Global greens develop stupid, horrible, expensive, counterproductive climate policy agendas, and then try to use the imprimatur of “science” as a way to panic the world into adopting them. All too often, in other words, they fall prey to the temptation to make what the science says “clearer than truth” in Acheson’s phrase, in order to silence debate on their cockamamie policy fixes. A favorite tactic is to brand any dissent from the agenda as “anti-science.” It is not only a dishonest tactic; it’s a counterproductive one, generating new waves of skepticism with every exaggeration of fact.

Yup. Every time someone calls me “anti-science” because I’m appropriately skeptical of lousy science and worse prescriptions, it simply increases my resistance to their idiotic policy nostrums.

[Update a few minutes later]

Climate scientists must not advocate policies:

I believe advocacy by climate scientists has damaged trust in the science. We risk our credibility, our reputation for objectivity, if we are not absolutely neutral. At the very least, it leaves us open to criticism. I find much climate scepticism is driven by a belief that environmental activism has influenced how scientists gather and interpret evidence. So I’ve found my hardline approach successful in taking the politics and therefore – pun intended – the heat out of climate science discussions.

They call me an “honest broker”, asking for “more Dr Edwards and fewer zealous advocates”. Crucially, they say this even though my scientific views are absolutely mainstream.

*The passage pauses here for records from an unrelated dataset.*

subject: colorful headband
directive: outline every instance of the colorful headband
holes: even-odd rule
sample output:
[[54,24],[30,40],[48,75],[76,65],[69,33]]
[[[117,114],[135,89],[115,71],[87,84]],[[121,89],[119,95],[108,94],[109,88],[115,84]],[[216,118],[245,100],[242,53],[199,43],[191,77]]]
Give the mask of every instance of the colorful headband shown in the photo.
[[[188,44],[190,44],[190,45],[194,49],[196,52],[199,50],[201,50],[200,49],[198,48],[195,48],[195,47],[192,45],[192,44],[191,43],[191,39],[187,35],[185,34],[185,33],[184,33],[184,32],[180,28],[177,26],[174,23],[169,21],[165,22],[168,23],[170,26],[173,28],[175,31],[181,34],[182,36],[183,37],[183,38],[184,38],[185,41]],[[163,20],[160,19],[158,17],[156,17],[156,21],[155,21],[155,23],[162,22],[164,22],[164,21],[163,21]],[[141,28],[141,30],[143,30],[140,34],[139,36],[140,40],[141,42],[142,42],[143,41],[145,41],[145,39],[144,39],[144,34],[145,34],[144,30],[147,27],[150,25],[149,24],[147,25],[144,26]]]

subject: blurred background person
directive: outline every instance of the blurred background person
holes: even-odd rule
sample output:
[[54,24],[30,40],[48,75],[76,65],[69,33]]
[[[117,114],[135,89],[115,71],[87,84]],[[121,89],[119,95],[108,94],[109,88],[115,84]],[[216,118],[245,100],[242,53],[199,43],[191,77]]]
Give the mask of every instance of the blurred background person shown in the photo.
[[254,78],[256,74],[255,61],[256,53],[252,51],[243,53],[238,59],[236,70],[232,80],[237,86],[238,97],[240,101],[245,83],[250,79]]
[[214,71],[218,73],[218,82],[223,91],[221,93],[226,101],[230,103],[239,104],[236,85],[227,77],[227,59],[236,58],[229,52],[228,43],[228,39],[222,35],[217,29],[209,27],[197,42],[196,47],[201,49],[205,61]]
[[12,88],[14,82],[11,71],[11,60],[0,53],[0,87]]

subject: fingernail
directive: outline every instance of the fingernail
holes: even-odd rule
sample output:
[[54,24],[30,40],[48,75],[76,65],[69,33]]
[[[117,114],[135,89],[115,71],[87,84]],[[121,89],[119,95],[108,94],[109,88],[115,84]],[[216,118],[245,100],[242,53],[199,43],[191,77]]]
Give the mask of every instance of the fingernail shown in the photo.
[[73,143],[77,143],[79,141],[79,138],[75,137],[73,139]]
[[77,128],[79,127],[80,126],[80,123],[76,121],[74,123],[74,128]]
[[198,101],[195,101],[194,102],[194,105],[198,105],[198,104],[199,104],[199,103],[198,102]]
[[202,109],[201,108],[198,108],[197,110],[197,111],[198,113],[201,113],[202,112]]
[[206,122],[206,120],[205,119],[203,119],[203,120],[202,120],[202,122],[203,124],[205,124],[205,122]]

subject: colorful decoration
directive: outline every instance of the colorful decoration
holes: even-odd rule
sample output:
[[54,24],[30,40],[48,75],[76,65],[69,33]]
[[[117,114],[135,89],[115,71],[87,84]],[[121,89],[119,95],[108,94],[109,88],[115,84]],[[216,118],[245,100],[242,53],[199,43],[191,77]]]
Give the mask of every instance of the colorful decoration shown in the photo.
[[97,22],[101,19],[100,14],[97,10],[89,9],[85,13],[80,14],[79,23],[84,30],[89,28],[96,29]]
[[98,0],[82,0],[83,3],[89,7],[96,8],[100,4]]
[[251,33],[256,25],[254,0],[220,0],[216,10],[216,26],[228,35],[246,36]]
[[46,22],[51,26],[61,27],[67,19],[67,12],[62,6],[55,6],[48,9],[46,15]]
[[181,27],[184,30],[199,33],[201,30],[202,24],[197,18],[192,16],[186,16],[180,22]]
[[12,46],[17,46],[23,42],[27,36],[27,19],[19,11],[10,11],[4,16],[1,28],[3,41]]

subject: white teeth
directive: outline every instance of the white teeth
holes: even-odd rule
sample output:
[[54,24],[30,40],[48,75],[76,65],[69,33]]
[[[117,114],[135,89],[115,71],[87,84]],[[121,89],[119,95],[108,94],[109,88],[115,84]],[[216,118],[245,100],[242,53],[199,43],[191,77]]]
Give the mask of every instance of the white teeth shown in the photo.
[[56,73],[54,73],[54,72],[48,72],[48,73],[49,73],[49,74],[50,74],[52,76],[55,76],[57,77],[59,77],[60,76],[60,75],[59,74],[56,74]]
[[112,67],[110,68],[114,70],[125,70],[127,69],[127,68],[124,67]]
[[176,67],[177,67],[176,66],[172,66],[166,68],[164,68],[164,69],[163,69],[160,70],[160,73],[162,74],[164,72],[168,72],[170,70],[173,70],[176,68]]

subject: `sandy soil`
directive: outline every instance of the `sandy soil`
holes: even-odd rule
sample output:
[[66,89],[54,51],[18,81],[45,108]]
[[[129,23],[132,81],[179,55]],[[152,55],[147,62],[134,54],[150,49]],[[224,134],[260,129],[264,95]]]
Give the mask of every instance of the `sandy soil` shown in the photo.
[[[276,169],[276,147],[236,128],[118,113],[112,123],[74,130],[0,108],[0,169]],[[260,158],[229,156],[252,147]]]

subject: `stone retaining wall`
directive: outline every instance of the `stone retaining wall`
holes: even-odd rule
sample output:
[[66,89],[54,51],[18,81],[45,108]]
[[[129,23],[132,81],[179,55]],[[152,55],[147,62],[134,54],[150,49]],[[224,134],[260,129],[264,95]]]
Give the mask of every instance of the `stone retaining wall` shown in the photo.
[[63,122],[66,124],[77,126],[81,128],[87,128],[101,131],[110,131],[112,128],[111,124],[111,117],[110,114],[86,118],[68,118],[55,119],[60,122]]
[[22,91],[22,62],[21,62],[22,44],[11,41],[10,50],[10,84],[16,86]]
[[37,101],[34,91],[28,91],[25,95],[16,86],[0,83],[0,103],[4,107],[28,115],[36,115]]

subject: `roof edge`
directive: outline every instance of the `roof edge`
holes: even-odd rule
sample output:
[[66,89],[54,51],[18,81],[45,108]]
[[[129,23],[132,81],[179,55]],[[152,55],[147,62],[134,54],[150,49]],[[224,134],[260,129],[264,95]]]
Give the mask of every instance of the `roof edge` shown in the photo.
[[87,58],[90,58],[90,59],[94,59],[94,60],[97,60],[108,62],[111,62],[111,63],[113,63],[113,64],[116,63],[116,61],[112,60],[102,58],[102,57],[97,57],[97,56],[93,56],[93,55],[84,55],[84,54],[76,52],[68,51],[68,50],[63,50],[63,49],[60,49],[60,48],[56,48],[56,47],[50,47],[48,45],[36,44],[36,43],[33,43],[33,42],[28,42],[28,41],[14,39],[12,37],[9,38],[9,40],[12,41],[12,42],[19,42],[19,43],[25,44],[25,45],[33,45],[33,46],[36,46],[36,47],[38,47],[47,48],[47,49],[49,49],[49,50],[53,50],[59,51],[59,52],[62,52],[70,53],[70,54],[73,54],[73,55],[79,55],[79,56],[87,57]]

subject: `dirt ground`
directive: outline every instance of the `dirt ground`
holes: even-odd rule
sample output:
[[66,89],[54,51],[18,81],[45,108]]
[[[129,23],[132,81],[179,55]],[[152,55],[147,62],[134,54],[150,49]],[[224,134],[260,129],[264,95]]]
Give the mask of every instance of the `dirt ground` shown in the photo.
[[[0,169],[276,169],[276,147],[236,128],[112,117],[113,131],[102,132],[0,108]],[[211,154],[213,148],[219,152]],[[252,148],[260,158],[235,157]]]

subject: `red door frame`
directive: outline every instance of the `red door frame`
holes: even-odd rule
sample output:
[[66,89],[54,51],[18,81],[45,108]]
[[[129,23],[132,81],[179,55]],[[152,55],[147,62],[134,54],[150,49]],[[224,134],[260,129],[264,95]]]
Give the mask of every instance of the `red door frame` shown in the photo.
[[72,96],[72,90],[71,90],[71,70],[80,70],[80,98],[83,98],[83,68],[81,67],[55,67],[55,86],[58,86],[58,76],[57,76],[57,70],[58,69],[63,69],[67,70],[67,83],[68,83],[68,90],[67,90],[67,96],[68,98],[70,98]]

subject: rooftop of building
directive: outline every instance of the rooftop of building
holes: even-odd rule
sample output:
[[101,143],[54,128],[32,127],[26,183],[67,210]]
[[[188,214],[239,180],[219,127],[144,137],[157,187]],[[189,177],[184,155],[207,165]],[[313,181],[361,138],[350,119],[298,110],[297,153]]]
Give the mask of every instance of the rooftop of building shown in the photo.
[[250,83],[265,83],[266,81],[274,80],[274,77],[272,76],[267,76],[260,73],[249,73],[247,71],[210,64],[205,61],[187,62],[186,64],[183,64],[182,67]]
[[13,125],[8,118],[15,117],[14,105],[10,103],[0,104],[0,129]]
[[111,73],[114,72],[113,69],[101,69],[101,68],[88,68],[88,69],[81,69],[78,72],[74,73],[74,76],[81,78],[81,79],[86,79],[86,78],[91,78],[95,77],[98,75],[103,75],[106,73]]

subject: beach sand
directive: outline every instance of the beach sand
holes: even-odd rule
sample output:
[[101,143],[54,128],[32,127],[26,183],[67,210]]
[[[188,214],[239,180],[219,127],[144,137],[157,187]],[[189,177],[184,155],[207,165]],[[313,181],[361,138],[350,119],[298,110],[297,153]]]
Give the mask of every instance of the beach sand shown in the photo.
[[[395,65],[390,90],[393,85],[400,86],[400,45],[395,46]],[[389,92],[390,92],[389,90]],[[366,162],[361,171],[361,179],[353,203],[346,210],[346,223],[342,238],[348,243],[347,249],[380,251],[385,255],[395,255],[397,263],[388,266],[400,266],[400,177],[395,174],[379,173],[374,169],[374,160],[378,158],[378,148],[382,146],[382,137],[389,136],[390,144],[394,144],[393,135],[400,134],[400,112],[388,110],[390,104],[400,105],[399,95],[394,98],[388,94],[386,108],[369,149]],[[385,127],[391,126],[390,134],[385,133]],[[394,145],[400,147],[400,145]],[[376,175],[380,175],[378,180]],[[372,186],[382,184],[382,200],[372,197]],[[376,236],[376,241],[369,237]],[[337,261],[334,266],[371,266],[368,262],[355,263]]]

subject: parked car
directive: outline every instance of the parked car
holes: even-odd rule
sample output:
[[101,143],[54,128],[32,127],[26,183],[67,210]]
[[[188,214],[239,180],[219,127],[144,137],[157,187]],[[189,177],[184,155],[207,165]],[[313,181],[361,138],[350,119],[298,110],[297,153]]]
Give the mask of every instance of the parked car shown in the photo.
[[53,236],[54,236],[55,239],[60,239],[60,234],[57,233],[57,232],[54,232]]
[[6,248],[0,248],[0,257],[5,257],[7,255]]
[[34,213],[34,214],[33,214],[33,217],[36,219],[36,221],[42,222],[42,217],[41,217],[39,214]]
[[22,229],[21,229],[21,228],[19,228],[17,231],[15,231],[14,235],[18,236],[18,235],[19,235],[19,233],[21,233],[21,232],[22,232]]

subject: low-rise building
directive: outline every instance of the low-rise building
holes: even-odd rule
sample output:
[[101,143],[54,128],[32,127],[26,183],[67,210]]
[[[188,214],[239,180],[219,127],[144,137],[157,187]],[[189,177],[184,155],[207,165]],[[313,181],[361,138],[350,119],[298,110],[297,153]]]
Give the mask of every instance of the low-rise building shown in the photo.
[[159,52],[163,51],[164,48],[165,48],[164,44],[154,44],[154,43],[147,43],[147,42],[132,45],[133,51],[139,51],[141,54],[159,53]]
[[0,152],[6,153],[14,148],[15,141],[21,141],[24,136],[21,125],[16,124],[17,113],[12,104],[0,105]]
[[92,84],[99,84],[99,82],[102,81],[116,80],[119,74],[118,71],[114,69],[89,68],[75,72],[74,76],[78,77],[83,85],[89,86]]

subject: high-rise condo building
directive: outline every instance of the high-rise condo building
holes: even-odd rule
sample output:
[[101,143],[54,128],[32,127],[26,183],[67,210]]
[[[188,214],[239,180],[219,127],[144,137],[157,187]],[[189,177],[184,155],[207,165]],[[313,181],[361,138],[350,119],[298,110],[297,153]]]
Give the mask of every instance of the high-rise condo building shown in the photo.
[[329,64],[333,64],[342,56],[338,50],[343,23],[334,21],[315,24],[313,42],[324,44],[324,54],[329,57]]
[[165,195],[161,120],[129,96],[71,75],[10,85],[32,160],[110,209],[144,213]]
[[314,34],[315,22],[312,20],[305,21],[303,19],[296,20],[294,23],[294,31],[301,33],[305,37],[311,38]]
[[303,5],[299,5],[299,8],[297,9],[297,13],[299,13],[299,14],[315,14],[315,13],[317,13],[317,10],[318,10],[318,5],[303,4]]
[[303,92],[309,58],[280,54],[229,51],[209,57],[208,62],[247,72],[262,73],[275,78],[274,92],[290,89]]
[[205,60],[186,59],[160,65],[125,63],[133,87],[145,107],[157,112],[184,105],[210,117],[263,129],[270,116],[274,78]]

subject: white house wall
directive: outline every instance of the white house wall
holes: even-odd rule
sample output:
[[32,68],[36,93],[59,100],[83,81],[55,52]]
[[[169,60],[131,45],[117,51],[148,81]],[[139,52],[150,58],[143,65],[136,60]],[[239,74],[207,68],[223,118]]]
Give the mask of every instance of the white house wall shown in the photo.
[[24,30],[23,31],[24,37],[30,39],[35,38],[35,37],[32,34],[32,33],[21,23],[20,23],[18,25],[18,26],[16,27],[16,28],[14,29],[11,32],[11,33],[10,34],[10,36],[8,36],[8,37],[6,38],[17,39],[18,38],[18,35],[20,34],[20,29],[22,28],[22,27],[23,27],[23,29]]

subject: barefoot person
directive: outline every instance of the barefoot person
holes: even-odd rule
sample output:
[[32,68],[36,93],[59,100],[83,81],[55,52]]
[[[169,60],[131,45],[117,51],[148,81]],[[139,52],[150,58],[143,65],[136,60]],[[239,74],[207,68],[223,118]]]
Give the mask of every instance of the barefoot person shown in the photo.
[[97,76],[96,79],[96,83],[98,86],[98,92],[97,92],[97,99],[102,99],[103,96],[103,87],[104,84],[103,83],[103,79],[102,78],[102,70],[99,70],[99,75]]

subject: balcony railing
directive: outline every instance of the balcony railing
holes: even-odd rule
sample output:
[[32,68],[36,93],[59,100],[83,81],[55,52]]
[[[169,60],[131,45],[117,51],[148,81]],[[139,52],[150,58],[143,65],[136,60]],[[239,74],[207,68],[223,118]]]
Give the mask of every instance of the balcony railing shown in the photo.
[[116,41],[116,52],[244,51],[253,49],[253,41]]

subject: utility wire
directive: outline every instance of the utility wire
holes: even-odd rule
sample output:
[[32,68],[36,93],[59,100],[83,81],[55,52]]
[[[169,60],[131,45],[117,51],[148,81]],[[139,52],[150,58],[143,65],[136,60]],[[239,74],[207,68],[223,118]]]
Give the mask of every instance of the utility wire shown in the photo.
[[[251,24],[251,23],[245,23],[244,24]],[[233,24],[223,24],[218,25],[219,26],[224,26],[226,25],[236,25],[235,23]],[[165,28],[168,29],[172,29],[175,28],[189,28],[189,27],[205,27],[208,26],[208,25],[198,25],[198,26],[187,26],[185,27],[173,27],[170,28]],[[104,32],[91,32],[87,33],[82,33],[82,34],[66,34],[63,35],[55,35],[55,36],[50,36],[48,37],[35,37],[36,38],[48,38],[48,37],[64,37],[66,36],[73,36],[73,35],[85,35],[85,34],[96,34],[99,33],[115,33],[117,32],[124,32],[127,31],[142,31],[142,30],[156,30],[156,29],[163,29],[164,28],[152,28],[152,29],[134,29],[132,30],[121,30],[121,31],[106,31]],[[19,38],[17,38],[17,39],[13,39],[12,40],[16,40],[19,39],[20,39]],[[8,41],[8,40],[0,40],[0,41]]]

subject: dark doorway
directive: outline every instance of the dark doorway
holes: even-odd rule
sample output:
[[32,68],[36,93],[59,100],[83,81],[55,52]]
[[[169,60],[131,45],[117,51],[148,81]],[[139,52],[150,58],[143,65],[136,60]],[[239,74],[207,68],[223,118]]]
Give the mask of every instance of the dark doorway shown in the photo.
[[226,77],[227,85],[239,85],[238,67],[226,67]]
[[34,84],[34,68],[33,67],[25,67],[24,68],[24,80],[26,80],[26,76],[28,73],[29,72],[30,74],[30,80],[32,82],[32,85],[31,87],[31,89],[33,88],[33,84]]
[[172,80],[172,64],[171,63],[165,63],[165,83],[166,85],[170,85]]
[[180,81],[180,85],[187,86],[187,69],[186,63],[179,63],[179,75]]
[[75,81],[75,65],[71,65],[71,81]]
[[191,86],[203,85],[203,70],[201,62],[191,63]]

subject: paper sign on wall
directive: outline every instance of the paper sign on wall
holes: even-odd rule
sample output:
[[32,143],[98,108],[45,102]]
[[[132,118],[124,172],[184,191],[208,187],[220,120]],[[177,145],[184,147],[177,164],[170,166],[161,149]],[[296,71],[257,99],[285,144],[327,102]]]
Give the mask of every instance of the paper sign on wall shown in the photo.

But it’s not just about improving trust. In this highly politicised arena, climate scientists have a moral obligation to strive for impartiality. We have a platform we must not abuse. For a start, we rarely have the necessary expertise. I absolutely disagree with Gavin that we likely know far more about the issues involved in making policy choices than [our] audience.

As well you should, because you’re right — you don’t.

Detroit

Death by democracy:

Here, where cattle could graze in vast swaths of this depopulated city, democracy ratified a double delusion: Magic would rescue the city (consult the Bible, the bit about the multiplication of the loaves and fishes), or Washington would deem Detroit, as it recently did some banks and two of the three Detroit-based automobile companies, “too big to fail.” But Detroit failed long ago. And not even Washington, whose recklessness is almost limitless, is oblivious to the minefield of moral hazard it would stride into if it rescued this city and, then inevitably, others that are buckling beneath the weight of their cumulative follies. It is axiomatic: When there is no penalty for failure, failures proliferate. This bedraggled city’s decay poses no theological conundrum of the sort that troubled Darwin, but it does pose worrisome questions about the viability of democracy in jurisdictions where big government and its unionized employees collaborate in pillaging taxpayers. Self-government has failed in what once was America’s fourth-largest city and now is smaller than Charlotte, N.C.

This is why the Founders gave us a republic, not a democracy.